Dix minutes. C'est le temps qu'auront passé, ce mardi après-midi, les syndicats de l'usine de Clairoix au Comité central d'entreprise de la firme Continental, avant d'en claquer la porte. Comme prévu, les représentants du personnel ont en revanche boycotté le reste de la réunion, pour protester contre sa délocalisation à Nice, après les incidents qui avaient émaillé celui de Reims.

Les syndicats repartent manifester

«Nos avocats nous ont conseillé de venir au moins élire officiellement l'expert-comptable qui suit le dossier depuis le début», explique Antonio Da Costa, responsable CFTC. C’est un petit comité qui s’est déplacé, soit cinq représentants au lieu de treize. «Et nous repartons tout de suite, c'est un affront de nous faire venir à Nice alors que nos collègues manifestent devant le tribunal de Sarreguemines», s'emporte le syndicaliste.

L'absence des syndicats n'a cependant pas empêché le président de Continental France, François Gérard, de lancer le CCE dans la matinée. «Le personnel n'a pas jugé utile de venir.
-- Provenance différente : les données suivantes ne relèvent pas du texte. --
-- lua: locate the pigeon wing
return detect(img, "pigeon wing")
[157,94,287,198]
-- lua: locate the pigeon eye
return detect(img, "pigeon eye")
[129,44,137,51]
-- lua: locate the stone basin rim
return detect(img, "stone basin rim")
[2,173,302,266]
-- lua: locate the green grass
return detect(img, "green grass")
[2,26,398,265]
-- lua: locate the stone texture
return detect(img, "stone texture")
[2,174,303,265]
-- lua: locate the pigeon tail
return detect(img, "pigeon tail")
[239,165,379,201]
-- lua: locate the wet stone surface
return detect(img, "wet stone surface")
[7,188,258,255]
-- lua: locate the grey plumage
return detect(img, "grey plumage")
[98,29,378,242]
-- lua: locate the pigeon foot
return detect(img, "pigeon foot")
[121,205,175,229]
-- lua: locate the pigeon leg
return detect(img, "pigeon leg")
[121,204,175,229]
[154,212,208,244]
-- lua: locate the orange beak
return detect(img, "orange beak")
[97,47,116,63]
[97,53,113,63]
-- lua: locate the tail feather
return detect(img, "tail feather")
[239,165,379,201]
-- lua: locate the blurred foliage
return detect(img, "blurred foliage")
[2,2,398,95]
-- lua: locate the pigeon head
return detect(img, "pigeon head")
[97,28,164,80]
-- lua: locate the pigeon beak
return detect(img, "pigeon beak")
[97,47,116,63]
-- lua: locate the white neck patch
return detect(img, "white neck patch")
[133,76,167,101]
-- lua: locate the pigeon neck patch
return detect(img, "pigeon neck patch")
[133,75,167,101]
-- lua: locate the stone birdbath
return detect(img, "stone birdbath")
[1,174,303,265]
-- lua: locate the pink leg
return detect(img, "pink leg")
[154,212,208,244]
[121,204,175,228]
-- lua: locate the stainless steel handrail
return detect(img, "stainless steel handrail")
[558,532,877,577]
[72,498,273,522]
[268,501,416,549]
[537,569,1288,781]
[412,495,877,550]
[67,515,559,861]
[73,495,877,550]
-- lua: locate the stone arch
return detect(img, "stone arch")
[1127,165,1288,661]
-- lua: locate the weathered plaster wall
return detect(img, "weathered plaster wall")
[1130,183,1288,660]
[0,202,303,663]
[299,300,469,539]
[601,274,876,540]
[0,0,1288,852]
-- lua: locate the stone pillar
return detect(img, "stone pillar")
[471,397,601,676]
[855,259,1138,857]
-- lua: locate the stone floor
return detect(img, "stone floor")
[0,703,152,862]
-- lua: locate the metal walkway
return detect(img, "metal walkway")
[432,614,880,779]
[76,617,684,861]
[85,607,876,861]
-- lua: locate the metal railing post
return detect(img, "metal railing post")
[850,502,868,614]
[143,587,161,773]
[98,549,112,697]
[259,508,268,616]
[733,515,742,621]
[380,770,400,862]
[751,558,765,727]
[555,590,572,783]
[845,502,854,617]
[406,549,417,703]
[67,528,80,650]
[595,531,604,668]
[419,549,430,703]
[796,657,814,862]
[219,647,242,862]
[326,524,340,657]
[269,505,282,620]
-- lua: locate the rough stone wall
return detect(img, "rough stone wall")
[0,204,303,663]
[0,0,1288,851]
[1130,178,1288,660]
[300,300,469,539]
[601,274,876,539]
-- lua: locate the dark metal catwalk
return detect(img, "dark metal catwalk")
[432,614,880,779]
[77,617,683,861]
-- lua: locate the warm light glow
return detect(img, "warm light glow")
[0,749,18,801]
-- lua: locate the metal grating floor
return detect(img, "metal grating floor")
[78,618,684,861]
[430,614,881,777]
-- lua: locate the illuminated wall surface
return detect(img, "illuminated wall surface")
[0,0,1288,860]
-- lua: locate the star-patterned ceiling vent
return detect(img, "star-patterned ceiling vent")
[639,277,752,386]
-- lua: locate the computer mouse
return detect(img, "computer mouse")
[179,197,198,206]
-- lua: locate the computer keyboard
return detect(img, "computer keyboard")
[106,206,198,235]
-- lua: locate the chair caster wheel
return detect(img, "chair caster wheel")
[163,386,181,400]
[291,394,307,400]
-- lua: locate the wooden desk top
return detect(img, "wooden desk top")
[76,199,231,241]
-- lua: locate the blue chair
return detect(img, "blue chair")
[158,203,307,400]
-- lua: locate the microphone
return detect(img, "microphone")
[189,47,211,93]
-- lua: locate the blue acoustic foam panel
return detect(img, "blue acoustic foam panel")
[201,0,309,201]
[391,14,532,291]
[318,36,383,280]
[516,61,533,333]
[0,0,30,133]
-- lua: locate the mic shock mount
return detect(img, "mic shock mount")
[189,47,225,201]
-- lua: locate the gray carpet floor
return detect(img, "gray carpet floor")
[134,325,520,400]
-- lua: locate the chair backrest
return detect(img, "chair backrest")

On ne peut que le déplorer», a-t-il regretté en début de séance. «Il ne faut pas attendre d'être en situation de banqueroute pour prendre des mesures de sauvegarde de la compétitivité. Nous agissons en industriels responsables», a ajouté le responsable au sujet de la fermeture du site.

«Hors de question que la Côte d'Azur devienne le paradis du Medef»

Il a été accueilli par une cinquantaine de personnes réunies à l'appel de la CGT des Alpes-Maritimes, qui ont manifesté dans le calme leur solidarité avec les salariés de l'usine. Didier Turrini, responsable syndical local, a dénoncé «le mépris et l'arrogance» de la direction de Continental. Evoquant la décision de tenir la réunion du CCE à Nice pour raison de sécurité, il a déclaré qu'il était «hors de question que la Côte d'Azur devienne le paradis du Medef».

Antonio Da Costa attend désormais une décision du tribunal de grande instance de Sarreguemines, «peut-être dans la journée». «Les convocations au CCE non remises, la fermeture de Clairoix niée au comité d'entreprise européen 15 jours avant l'annonce officielle»... Pour le représentant du personnel, la liste des irrégularités est longue. Mais maintenant, «la balle est maintenant dans le camp des juristes».